Friday, May 06, 2005

Novel (Rimbaud)

I

You can't be serious at seventeen.
One pretty night, to hell with beer and limeade,
The bustling cafés' by the bursting glitz!
You'll walk the promenade under linden trees.

The lindens smell fine on these fine June nights!
The air is so perfectly gentle that you close your eyes;
The wind, sagging with noise (the city's not far),
Contains vineyard perfumes and sentiments of beer.

II

Just then you see an entirely tiny rag
Of somber blue, framed by a little branch,
Irked by an evil star, which merges
With gentle currents, small, completely white.

A June night! Seventeen! You're a little giddy,
There's a champagne sap clambering into your brain...
And rambling; on your lips you feel a kiss
That quivers there like a bug...

III

An insane heart Crusoes across novels
– Until, in the clarity of pale reverberations,
A damsel passes with her petite, charming airs,
Beneath the terrifying shadow of her father's false collar...
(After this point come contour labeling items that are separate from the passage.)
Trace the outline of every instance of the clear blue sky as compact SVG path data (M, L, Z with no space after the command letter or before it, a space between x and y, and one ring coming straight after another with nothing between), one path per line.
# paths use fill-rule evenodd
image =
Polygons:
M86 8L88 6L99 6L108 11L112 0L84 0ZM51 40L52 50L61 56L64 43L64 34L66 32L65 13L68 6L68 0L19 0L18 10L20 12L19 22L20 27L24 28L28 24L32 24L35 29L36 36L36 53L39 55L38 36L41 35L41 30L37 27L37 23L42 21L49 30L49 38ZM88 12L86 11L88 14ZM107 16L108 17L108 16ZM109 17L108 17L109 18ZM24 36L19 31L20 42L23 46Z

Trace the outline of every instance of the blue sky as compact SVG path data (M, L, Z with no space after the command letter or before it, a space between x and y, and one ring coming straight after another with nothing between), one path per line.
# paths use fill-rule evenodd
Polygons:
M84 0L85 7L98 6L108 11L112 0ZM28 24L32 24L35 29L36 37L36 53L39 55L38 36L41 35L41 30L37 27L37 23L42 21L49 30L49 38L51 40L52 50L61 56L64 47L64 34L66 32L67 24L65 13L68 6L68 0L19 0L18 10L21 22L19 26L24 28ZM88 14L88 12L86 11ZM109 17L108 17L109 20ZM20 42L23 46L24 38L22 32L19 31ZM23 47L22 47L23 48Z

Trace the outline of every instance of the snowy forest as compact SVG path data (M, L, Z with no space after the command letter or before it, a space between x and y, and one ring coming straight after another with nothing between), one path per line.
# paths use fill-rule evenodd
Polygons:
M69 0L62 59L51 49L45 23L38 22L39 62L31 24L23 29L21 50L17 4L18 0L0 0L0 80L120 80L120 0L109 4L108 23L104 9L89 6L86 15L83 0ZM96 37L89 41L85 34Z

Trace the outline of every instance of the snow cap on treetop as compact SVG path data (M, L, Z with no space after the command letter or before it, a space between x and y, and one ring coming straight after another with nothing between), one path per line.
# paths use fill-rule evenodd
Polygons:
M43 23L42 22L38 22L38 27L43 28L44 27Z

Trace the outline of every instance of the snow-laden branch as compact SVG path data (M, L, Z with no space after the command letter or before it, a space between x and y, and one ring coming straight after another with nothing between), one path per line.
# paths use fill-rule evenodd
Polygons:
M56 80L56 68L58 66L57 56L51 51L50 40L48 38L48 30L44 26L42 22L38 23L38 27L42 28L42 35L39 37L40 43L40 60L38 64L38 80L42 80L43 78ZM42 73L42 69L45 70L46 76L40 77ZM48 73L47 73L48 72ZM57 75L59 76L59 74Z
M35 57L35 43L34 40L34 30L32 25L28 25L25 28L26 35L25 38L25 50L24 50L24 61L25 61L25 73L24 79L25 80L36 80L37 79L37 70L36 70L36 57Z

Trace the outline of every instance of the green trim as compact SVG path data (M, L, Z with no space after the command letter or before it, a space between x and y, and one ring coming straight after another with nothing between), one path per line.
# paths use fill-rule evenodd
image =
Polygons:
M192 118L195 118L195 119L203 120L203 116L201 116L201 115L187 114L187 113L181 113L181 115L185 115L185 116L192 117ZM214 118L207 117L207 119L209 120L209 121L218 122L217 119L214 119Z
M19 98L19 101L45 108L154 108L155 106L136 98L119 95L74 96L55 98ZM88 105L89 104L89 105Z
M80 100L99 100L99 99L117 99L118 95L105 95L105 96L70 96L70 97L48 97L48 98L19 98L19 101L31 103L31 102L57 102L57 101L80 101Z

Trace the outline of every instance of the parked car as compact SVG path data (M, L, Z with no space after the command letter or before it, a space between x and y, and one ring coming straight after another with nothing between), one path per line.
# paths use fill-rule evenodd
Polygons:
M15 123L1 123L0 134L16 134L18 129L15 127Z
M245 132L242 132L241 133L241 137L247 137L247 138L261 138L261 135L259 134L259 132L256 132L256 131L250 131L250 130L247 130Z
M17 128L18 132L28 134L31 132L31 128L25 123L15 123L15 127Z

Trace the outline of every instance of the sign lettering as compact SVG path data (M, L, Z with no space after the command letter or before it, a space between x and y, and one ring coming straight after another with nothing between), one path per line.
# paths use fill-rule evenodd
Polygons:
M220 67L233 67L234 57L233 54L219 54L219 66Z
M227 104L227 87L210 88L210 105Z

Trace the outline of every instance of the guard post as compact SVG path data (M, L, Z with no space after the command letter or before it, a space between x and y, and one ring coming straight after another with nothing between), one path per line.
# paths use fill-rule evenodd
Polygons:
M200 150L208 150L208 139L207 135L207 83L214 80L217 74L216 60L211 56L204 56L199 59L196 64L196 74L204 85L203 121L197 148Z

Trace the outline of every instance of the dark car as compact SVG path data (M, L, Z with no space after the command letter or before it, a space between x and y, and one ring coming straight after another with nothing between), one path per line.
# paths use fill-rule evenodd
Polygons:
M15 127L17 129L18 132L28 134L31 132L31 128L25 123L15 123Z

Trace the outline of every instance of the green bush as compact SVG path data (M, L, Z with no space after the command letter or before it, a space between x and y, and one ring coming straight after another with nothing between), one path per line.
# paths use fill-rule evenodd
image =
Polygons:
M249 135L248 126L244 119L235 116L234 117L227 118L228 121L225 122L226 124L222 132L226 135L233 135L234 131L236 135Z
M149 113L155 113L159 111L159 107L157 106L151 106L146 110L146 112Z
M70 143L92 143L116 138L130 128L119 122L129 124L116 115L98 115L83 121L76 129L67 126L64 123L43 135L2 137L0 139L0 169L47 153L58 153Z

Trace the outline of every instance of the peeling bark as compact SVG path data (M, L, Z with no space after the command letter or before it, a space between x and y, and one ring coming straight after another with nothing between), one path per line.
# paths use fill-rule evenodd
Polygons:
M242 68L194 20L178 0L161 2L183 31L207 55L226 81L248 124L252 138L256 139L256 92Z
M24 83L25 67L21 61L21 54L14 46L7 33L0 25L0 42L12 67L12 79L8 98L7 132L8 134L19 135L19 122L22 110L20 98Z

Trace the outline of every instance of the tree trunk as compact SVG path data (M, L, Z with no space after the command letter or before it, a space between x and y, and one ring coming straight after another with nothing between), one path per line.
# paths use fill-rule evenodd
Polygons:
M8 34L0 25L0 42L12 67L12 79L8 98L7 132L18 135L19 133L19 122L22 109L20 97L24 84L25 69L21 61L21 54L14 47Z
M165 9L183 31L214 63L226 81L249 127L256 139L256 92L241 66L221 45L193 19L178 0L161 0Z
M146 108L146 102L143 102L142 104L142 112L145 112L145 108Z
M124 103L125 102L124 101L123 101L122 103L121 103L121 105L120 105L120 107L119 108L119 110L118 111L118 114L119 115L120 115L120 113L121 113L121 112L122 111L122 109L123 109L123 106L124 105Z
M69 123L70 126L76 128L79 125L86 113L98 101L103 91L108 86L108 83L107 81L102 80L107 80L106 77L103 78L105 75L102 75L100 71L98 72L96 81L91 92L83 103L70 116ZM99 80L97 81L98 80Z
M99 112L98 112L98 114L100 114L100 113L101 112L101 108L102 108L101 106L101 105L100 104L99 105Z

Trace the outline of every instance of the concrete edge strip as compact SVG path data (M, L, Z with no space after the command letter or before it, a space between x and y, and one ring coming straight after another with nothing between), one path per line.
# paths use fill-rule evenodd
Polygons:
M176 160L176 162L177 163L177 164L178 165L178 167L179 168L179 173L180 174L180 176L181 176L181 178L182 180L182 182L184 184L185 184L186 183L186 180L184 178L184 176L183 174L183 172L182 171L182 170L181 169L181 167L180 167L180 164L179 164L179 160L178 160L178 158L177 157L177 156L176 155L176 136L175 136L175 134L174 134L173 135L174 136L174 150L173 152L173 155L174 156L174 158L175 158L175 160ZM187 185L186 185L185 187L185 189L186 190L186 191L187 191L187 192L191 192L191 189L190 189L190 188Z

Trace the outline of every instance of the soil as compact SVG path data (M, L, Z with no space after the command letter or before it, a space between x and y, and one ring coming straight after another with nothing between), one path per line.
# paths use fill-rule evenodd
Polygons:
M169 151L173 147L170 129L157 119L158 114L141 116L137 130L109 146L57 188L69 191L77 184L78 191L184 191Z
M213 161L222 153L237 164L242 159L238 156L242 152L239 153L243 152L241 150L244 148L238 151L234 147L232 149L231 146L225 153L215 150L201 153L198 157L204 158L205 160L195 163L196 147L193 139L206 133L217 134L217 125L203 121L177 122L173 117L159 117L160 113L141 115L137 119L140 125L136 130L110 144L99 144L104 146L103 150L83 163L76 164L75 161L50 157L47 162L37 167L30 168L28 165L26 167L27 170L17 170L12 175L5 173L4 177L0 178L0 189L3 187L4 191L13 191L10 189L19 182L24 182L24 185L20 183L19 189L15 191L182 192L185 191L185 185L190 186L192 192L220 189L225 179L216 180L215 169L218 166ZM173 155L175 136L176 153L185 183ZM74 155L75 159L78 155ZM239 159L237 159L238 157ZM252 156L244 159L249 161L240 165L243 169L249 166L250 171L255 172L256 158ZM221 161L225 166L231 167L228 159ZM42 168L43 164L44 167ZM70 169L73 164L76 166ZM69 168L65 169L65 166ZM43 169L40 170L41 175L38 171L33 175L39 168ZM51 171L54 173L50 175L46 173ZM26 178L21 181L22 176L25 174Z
And, since she thinks you're tremendously naive,
She keeps her bootlets at a gallop all the while,
But twists herself around, alert, a sudden move...
– And cavatinas die upon your lips...

IV

You're in love. Leased out 'til August.
You're in love. – Your sonnets make Her laugh.
Your friends all leave, you're in bad taste.
– Then the beloved, one night, has deigned to correspond...!

– This night...you return to the exploding cafés,
You demand your beers and your limeades...
– You can't be serious at seventeen
When there are green lindens by the promenade.